L'aide fédérale au loyer, «à laquelle je n'avais pas droit au début, mais que j'ai eue plus tard» lui a permis de couvrir 65% de ses frais de loyer, qui s'élèvent à 71 000$ par mois. Une autre subvention est venue éponger 75% des dépenses en salaires : «en payant 25% de ma poche, j'ai pu conserver et continuer à payer quatre employés à plein temps: mon comptable, le gérant et les deux assistants gérants. Ça valait la peine de les garder».

Emprunt

Il ajoute qu'il a toutefois dû faire un emprunt bancaire de 400 000$ «pour passer à travers» la crise. «J'ai besoin de [cet argent]. C'est avec ça que je tiens le coup.»

La période de confinement a mis au premier plan l'importance de «l'achat local». Didier Farré compte-t-il mettre la main à la pâte et en répondant à cette injonction en facilitant la présence de films québécois sur ses écrans, et notamment celle de films achevés dans la dernière année, mais n'ayant pas pu bénéficier de sortie en salle?

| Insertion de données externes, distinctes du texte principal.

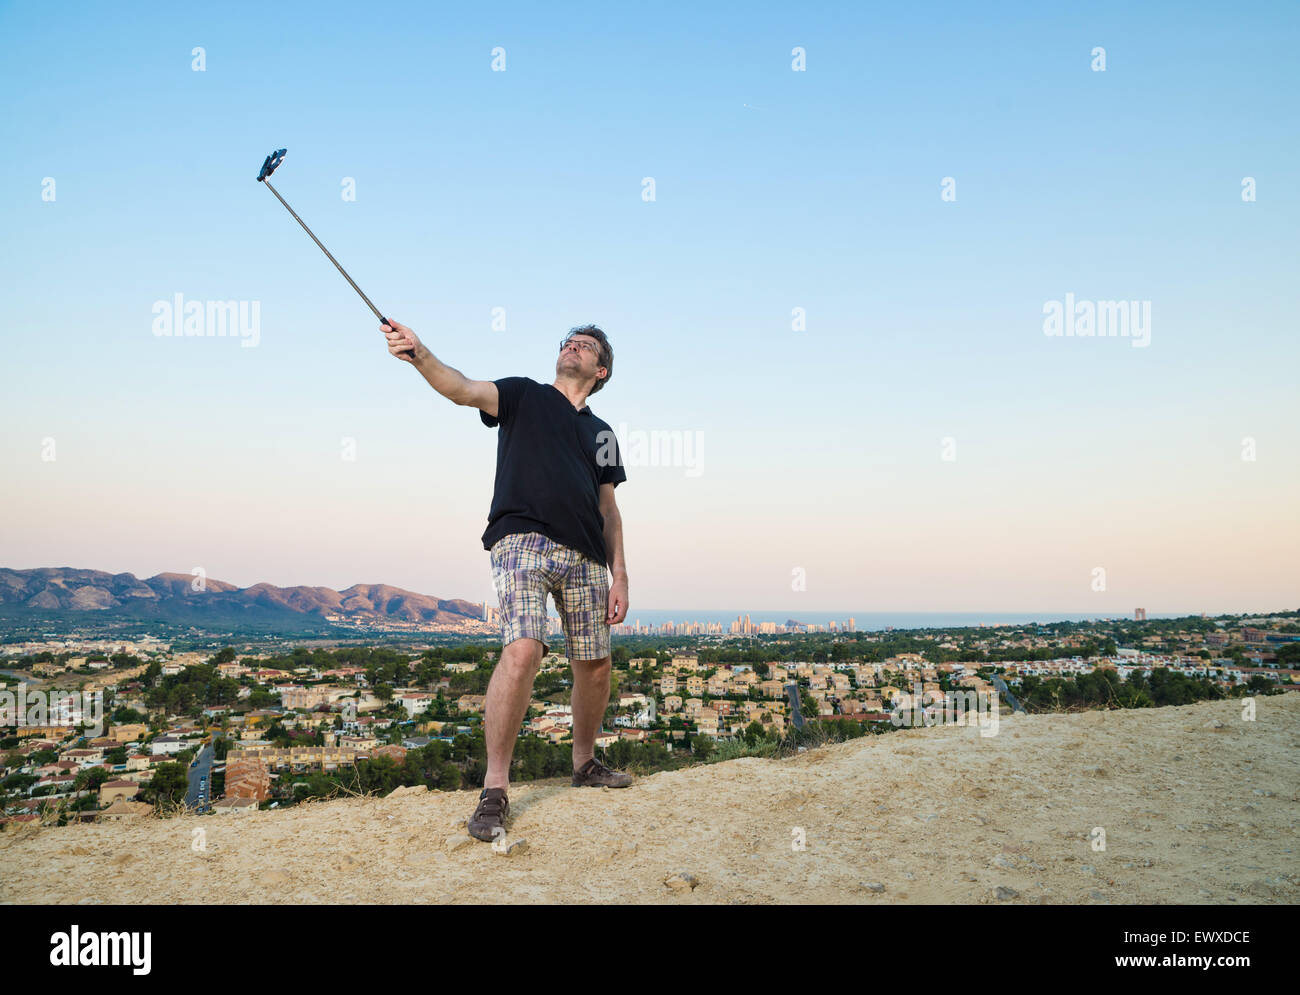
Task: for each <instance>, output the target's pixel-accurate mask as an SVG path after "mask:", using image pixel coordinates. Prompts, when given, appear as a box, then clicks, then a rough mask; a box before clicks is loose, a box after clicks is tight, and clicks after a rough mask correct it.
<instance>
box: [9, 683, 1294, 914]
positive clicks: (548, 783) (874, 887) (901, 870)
mask: <svg viewBox="0 0 1300 995" xmlns="http://www.w3.org/2000/svg"><path fill="white" fill-rule="evenodd" d="M1256 701H1257V713H1256V721H1253V722H1249V721H1244V719H1243V704H1242V701H1214V702H1201V704H1197V705H1187V706H1180V708H1162V709H1141V710H1132V711H1109V713H1108V711H1087V713H1079V714H1069V715H1014V717H1011V715H1010V714H1009V711H1008V710H1006V709H1004V710H1002V722H1001V728H1000V731H998V735H996V736H991V737H982V736H980V735H979V731H978V730H974V728H966V727H956V726H948V727H933V728H917V730H904V731H900V732H894V734H889V735H885V736H868V737H865V739H859V740H853V741H849V743H841V744H835V745H829V747H824V748H820V749H816V750H810V752H807V753H803V754H800V756H798V757H796V758H792V760H785V761H770V760H758V758H744V760H736V761H729V762H725V763H716V765H707V766H701V767H694V769H690V770H679V771H669V773H662V774H655V775H653V776H647V778H643V779H641V780H638V782H637V783H636V784H633V786H632V787H629V788H621V789H610V788H598V789H597V788H572V787H569V786H568V782H567V780H565V782H530V783H520V784H515V786H513V787H512V788H511V809H512V810H511V822H510V823H508V829H510V836H508V838H507V843H515V842H517V840H521V839H523V840H526V847H521V848H516V849H515V851H513V852H511V853H508V855H506V853H498V852H494V851H493V845H491V844H489V843H480V842H477V840H472V839H469V838H468V836H467V835H465V830H464V826H463V822H464V819H465V818H467V817H468V816H469V813H471V812H472V810H473V806H474V800H476V797H477V792H476V791H459V792H446V793H439V792H428V791H424V789H422V788H406V789H400V792H399V793H396V795H394V796H390V797H387V799H346V800H335V801H328V803H316V804H308V805H304V806H300V808H292V809H286V810H283V812H276V810H273V812H256V813H248V814H242V816H205V817H185V818H177V819H170V821H160V819H138V821H131V822H122V823H117V825H98V823H96V825H74V826H65V827H47V829H39V827H35V829H34V827H30V826H27V827H22V829H18V830H16V831H14V830H13V829H10V831H8V832H3V834H0V866H3V868H4V874H3V875H0V901H4V903H68V904H98V903H105V904H121V903H129V904H172V903H175V904H214V903H222V904H229V903H269V904H277V903H286V904H287V903H294V904H298V903H455V904H473V903H484V901H510V903H588V901H595V903H693V904H695V903H724V904H725V903H868V904H875V903H885V904H887V903H957V904H979V903H996V901H1009V903H1031V904H1065V903H1069V904H1075V903H1084V904H1088V903H1141V904H1169V903H1188V904H1227V903H1249V904H1295V903H1296V901H1297V900H1300V861H1297V856H1296V855H1297V832H1296V829H1297V818H1300V808H1297V804H1296V803H1297V800H1300V799H1297V791H1300V760H1297V757H1300V754H1297V753H1296V748H1297V747H1300V695H1296V693H1287V695H1279V696H1273V697H1260V698H1257V700H1256ZM1093 827H1101V829H1104V830H1105V849H1104V851H1096V849H1093V843H1092V840H1091V839H1089V832H1091V831H1092V830H1093ZM200 830H201V831H203V839H201V840H196V834H199V831H200ZM800 830H802V834H803V839H805V848H803V849H796V848H794V845H793V844H794V840H796V834H797V832H798V831H800ZM199 843H201V844H203V845H201V847H200V845H199ZM666 882H667V883H666ZM1000 890H1001V891H1000Z"/></svg>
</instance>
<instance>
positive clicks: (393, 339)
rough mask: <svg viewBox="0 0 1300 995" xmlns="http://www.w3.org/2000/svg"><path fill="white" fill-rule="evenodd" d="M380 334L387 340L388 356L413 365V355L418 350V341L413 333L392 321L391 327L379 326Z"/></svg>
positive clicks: (387, 325)
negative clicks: (386, 338)
mask: <svg viewBox="0 0 1300 995" xmlns="http://www.w3.org/2000/svg"><path fill="white" fill-rule="evenodd" d="M380 332H382V333H383V336H385V338H387V339H389V354H390V355H394V356H396V358H398V359H400V360H403V362H406V363H411V364H415V354H416V352H417V351H419V349H420V339H419V338H416V337H415V332H412V330H411V329H409V328H407V326H406V325H399V324H398V323H396V321H393V324H391V325H380Z"/></svg>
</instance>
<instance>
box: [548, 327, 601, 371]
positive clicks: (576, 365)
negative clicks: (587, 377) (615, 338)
mask: <svg viewBox="0 0 1300 995" xmlns="http://www.w3.org/2000/svg"><path fill="white" fill-rule="evenodd" d="M602 368H603V367H602V365H601V343H599V342H598V341H597V339H595V338H593V337H591V336H569V338H568V339H567V341H565V342H564V346H563V347H562V349H560V355H559V359H556V360H555V372H556V373H572V375H573V376H577V377H581V378H584V380H585V378H586V377H594V376H597V373H598V371H601V369H602Z"/></svg>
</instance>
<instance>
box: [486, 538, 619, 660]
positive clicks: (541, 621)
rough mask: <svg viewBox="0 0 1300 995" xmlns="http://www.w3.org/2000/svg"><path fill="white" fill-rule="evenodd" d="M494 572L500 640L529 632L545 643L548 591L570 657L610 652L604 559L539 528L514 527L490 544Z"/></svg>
mask: <svg viewBox="0 0 1300 995" xmlns="http://www.w3.org/2000/svg"><path fill="white" fill-rule="evenodd" d="M491 576H493V584H494V585H495V588H497V596H498V597H499V598H500V643H502V645H503V646H508V645H510V644H511V643H513V641H515V640H516V639H523V637H525V636H526V637H530V639H536V640H538V641H539V643H541V644H542V653H543V654H545V653H550V646H549V645H547V643H546V594H547V593H550V596H551V597H552V598H554V601H555V610H556V611H559V615H560V620H562V622H563V623H564V641H565V653H564V656H567V657H568V658H569V659H602V658H604V657H607V656H610V623H608V622H606V613H607V610H608V598H610V575H608V571H607V570H606V567H604V564H603V563H597V562H595V561H594V559H591V558H590V557H588V555H586V554H585V553H580V551H577V550H576V549H571V548H569V546H564V545H560V544H559V542H555V541H554V540H551V538H549V537H546V536H543V535H542V533H541V532H515V533H512V535H510V536H503V537H502V538H499V540H498V541H497V542H495V544H494V545H493V548H491Z"/></svg>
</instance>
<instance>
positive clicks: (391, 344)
mask: <svg viewBox="0 0 1300 995" xmlns="http://www.w3.org/2000/svg"><path fill="white" fill-rule="evenodd" d="M380 330H381V332H382V333H383V336H385V338H387V341H389V352H390V354H391V355H394V356H396V358H398V359H400V360H402V362H403V363H409V364H411V365H413V367H415V368H416V369H419V371H420V376H422V377H424V378H425V380H428V381H429V386H432V388H433V389H434V390H437V391H438V393H439V394H442V395H443V397H445V398H447V399H448V401H452V402H455V403H456V405H467V406H469V407H477V408H478V410H480V411H484V412H486V414H487V415H489V416H490V418H497V402H498V397H497V385H495V384H494V382H493V381H490V380H471V378H469V377H467V376H465V375H464V373H461V372H460V371H459V369H452V368H451V367H448V365H447V364H446V363H443V362H442V360H439V359H438V358H437V356H435V355H433V352H430V351H429V350H428V349H426V347H425V345H424V342H421V341H420V339H419V338H417V337H416V334H415V332H412V330H411V329H409V328H407V326H406V325H399V324H398V323H396V321H394V323H393V324H391V325H380Z"/></svg>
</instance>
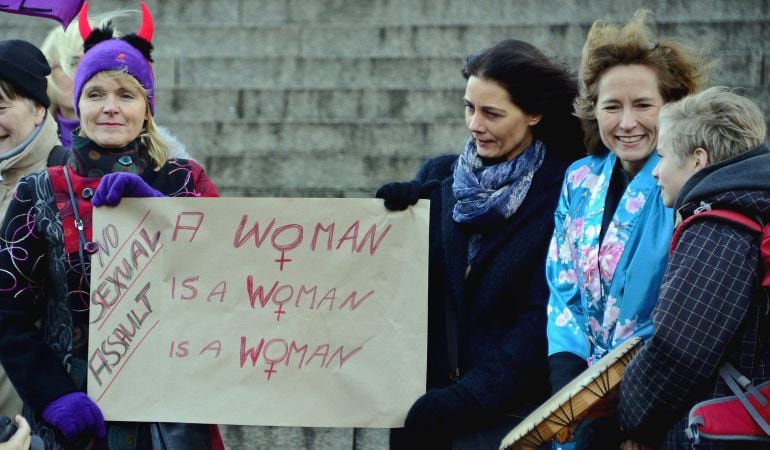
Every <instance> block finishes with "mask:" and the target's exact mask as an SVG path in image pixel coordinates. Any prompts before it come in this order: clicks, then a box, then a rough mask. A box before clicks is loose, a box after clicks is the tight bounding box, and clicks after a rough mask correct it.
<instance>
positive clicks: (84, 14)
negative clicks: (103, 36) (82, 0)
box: [78, 2, 91, 41]
mask: <svg viewBox="0 0 770 450" xmlns="http://www.w3.org/2000/svg"><path fill="white" fill-rule="evenodd" d="M78 28H79V29H80V37H82V38H83V41H85V40H86V39H88V36H90V35H91V24H90V23H88V2H83V8H81V9H80V15H79V16H78Z"/></svg>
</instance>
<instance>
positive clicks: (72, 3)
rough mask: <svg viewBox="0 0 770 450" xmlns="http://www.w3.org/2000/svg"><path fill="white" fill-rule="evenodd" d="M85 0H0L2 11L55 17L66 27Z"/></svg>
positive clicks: (54, 18) (11, 12) (77, 11)
mask: <svg viewBox="0 0 770 450" xmlns="http://www.w3.org/2000/svg"><path fill="white" fill-rule="evenodd" d="M83 1H84V0H0V11H3V12H7V13H11V14H22V15H25V16H37V17H46V18H48V19H54V20H56V21H58V22H59V23H61V25H62V27H64V28H66V27H67V25H68V24H69V23H70V22H72V19H74V18H75V16H77V15H78V12H80V7H81V6H83Z"/></svg>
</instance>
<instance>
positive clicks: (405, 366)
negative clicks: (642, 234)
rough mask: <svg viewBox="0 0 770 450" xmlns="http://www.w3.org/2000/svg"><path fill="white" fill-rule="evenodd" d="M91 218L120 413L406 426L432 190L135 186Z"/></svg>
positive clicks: (417, 338) (418, 338)
mask: <svg viewBox="0 0 770 450" xmlns="http://www.w3.org/2000/svg"><path fill="white" fill-rule="evenodd" d="M93 220H94V226H93V240H94V242H96V243H97V244H98V246H99V251H98V252H97V253H96V254H94V255H93V256H92V257H91V261H92V268H91V305H90V317H91V325H90V332H89V333H90V335H89V361H88V366H89V367H88V369H89V370H88V394H89V396H90V397H91V398H92V399H94V400H95V401H96V402H97V403H98V404H99V406H100V407H101V408H102V411H103V412H104V414H105V418H106V419H107V420H125V421H161V422H189V423H218V424H238V425H285V426H312V427H397V426H402V425H403V421H404V418H405V416H406V412H407V411H408V409H409V407H410V406H411V405H412V403H413V402H414V400H416V399H417V398H418V397H419V396H420V395H422V393H424V391H425V373H426V345H427V343H426V336H427V273H428V272H427V266H428V263H427V257H428V205H427V202H425V201H421V202H420V203H418V204H417V205H416V206H414V207H411V208H408V209H407V210H406V211H403V212H388V211H386V210H385V208H384V207H383V205H382V200H377V199H287V198H275V199H248V198H239V199H235V198H231V199H228V198H159V199H124V200H123V201H122V202H121V204H120V205H119V206H118V207H116V208H109V207H102V208H95V209H94V214H93Z"/></svg>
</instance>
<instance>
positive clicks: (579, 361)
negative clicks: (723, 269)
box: [546, 10, 710, 448]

Certainement, répond-il en mentionnant à brûle-pourpoint Vinland, que son distributeur a retiré du marché après une très éphémère période de projections en salles.

Dider Farré

«Je vais favoriser les films québécois et ceux de la région, comme je l'ai toujours fait», ajoute M. Farré, en rappelant qu'au Québec, comme en France, le système étatique de subventions à la production cinématographique impose aux distributeurs des délais entre les différents types de diffusion, avec un ordre de priorité.

Comme il est ainsi impossible pour un film subventionné d'être diffusé en vidéo sur demande ou à la télé tant qu'il n'a pas fait l'objet d'une diffusion préalable en salles, «on se retrouve avec 400 films européens qui n'ont pu sortir nulle part, tout simplement parce qu'ils ne pouvaient pas être [proposés] en streaming tant qu'ils n'avaient pas été vus en salles.»

C'est la raison pour laquelle il s'attend à voir, dans les prochains mois, «une avalanche de films européens» sur les écrans québécois.

Au festival d'Angoulême (lequel collabore depuis quelques années avec le Festival du film de l'Outaouais, qu'administre aussi M. Farré), «les gens des comités de sélection ont du choix à ne plus savoir quoi en faire. [Le festival de] Cannes se targue de proposer cette année la meilleure sélection de films de tout les temps. Pas très difficile, vu les circonstances!»